The Cosmic Cow
‘CONSORT’
The myth of Krishna as cowherd represents a pastoral society wherein the cow was the consort of Krishna. This was a society that preceded the city based civilization of Mahabharata when Krishna was transformed from a cowherd into a divine diplomat. After the human evolution had gone beyond the hunter-gatherer stage, the pastoral society represented a stage of civilization that least interfered with the inherent balance of nature. This is why, in most modern societies that retain some collective memory of the ancient times, the pastoral society still remains an ideal. In India, the cow was at the centre of this pastoral ideal. Sidharth’s current work celebrates this ideal and also mourns its defilement.
Oscar Wilde once remarked that all art is ‘surface and symbol’ and those who delve beneath the surface do so at their own peril. Sidharth’s Consort is very seductive on the surface, a surface that he has created painstakingly with natural pigments and subtle lines. But in his case, delving beneath the surface does not attract any peril. In fact, it is extremely rewarding. When we first look at this painting, we see a divinely lit cow in the centre of the canvas that has been marinated in innocence for a long time. This image is surrounded by a host of cows. The cow’s mythical consort that is Krishna is represented by only a peacock plume. When we look closer, we find that this cow-image is beautifully and thoughtfully layered by a variety of other images that represent cow-leela or the whole mythical world of the cow including Krishna playing on the lute.
Sidharth is one of those contemporary artists of India who approach the abstract via the figurative. His sources of inspiration are essentially rooted in the rural-pastoral environment in which he grew up as a child. This rootedness is what gives Sidharth’s imagery a heartfelt emotional charge, a very different expression from the current fashion of showing concern for the environment. But as Krishen Khanna has noted, all great art transcends the immediate moment and strikes a note in eternity. In case of Sidharth, the search for eternity through art has been a lifelong passion and yet he never forgets the immediate. This dual concern enables him to link the myth of the cow to the reality of the threat to the very existence of life on earth.
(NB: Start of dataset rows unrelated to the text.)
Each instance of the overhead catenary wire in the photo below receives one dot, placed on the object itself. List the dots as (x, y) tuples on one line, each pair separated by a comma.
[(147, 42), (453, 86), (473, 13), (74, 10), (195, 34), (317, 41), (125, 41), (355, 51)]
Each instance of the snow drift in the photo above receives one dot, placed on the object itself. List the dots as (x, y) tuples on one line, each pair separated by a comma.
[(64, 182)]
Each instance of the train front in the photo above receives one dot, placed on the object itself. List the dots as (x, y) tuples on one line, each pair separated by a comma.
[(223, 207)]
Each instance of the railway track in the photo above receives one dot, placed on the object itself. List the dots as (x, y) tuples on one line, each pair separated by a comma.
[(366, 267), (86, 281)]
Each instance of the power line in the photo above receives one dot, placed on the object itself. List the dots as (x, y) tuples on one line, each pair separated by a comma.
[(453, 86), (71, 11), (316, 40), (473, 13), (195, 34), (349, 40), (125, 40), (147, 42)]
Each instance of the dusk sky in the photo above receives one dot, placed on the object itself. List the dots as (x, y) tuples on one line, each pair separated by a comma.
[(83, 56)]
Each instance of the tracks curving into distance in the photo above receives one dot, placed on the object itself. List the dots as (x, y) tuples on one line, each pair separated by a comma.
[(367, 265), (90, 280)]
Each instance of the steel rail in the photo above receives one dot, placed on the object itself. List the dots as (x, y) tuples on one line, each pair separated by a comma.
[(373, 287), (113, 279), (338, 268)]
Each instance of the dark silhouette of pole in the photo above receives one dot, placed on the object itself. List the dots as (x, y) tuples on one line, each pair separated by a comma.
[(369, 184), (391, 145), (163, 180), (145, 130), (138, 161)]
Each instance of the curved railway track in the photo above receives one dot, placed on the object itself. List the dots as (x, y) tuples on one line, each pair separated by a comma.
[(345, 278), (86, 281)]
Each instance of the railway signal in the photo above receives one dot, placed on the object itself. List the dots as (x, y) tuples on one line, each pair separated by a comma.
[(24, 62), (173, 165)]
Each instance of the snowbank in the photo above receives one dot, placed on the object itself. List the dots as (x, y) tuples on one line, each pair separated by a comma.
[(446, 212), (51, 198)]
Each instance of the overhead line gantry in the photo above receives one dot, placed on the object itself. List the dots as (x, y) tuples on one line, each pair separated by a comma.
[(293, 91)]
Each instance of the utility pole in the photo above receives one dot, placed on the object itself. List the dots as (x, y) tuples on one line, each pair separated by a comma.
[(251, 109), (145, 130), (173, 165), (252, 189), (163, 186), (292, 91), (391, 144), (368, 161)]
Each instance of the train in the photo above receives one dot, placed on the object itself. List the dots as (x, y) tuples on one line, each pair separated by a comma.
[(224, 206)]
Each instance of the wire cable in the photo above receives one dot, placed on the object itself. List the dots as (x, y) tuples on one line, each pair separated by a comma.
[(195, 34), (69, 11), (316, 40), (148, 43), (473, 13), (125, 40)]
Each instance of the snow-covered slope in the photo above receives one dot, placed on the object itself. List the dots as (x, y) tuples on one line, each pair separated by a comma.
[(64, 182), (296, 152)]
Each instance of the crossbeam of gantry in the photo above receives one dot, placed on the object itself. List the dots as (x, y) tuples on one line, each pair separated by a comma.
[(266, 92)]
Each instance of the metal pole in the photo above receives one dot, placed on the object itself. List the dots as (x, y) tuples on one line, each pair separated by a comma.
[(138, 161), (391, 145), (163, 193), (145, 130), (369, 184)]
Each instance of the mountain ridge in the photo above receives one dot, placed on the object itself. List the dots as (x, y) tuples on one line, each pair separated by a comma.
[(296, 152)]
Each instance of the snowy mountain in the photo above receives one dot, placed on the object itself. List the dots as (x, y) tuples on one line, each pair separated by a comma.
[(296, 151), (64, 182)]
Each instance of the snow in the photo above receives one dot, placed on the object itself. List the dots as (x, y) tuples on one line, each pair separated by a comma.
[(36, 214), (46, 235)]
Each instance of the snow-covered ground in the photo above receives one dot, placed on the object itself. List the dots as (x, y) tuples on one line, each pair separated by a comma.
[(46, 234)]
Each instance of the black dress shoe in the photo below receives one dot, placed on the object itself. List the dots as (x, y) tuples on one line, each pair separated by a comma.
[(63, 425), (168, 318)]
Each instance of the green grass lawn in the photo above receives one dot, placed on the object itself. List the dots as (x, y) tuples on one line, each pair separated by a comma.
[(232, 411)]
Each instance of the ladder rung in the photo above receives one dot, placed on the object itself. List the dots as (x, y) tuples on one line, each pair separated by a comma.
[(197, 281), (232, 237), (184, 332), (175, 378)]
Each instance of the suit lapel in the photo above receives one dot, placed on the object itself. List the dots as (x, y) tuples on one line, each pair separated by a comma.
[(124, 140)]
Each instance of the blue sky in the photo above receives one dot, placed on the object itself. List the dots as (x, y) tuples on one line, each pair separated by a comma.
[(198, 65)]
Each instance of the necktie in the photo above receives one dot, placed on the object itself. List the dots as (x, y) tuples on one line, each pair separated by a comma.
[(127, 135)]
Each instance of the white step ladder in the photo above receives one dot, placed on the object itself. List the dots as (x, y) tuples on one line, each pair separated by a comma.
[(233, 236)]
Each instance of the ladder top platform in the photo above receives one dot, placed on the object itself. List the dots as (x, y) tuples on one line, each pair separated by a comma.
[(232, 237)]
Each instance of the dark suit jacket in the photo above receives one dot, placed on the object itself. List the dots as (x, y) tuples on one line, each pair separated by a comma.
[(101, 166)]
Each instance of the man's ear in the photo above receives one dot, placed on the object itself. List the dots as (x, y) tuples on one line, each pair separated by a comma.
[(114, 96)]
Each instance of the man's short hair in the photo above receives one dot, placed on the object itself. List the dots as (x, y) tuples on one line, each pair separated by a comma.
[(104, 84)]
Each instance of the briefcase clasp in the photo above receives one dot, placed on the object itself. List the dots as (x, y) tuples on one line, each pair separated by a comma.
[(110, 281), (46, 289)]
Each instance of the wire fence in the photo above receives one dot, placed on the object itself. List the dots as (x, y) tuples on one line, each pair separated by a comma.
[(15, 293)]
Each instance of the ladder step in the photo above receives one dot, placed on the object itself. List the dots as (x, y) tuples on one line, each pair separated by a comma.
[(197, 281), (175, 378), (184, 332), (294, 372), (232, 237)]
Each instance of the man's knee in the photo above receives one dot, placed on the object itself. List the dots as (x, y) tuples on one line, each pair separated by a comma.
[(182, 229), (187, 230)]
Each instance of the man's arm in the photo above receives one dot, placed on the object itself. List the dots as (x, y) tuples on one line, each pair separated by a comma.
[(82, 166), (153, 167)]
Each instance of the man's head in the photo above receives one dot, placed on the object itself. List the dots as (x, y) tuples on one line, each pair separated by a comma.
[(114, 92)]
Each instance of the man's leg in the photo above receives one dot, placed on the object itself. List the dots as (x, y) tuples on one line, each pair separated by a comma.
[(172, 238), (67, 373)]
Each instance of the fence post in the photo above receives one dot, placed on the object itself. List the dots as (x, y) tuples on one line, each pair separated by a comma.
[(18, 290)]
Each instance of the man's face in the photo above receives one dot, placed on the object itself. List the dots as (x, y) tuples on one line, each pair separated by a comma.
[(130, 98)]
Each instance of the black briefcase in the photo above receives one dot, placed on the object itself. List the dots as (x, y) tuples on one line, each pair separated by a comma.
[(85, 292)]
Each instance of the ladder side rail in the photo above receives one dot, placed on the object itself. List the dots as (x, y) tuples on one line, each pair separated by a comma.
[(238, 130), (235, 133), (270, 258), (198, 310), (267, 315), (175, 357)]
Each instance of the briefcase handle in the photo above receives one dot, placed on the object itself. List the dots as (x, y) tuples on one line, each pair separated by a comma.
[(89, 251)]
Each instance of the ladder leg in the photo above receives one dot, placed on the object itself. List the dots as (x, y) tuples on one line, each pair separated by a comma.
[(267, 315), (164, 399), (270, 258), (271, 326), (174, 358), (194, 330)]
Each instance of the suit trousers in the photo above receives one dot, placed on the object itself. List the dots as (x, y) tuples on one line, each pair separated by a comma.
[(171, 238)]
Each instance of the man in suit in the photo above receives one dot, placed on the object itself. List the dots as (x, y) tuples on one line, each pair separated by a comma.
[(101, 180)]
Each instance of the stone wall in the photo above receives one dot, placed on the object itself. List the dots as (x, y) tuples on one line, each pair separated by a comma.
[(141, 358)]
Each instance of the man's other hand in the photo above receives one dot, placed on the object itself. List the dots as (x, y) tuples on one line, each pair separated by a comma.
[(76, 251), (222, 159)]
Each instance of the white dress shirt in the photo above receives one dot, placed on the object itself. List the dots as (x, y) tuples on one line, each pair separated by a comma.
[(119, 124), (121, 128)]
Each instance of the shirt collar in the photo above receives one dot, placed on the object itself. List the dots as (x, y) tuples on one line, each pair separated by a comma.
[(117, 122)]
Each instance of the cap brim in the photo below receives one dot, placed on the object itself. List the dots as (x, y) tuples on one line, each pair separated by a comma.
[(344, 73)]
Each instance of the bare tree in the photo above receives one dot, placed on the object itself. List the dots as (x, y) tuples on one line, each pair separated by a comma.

Around 1972, the British scientist James Lovelock had advanced the hypothesis that the earth and its biosphere are like a living organism with a built-in system of self-regulation. He named this living organism as Gaia after the Greek Goddess of Earth. Starting from this hypothesis, he later advocated that Gaia is now facing a serious threat because of human depredations and soon Gaia would transform itself into a different state. In that state the earth would survive but not necessarily human life on earth.
Surprisingly, the word Gaia and the Hindi name for cow that is Gai, phonetically sound very close. I am not sure whether this phonetic proximity is linguistically valid. However, there is a definite convergence in the concerns expressed by Sidharth in his Cow-Sutra and those of James Lovelock enshrined in his Gaia hypothesis. Both seem to be pleading for a simpler and humane life that is not governed by the eternal hunger of consumption.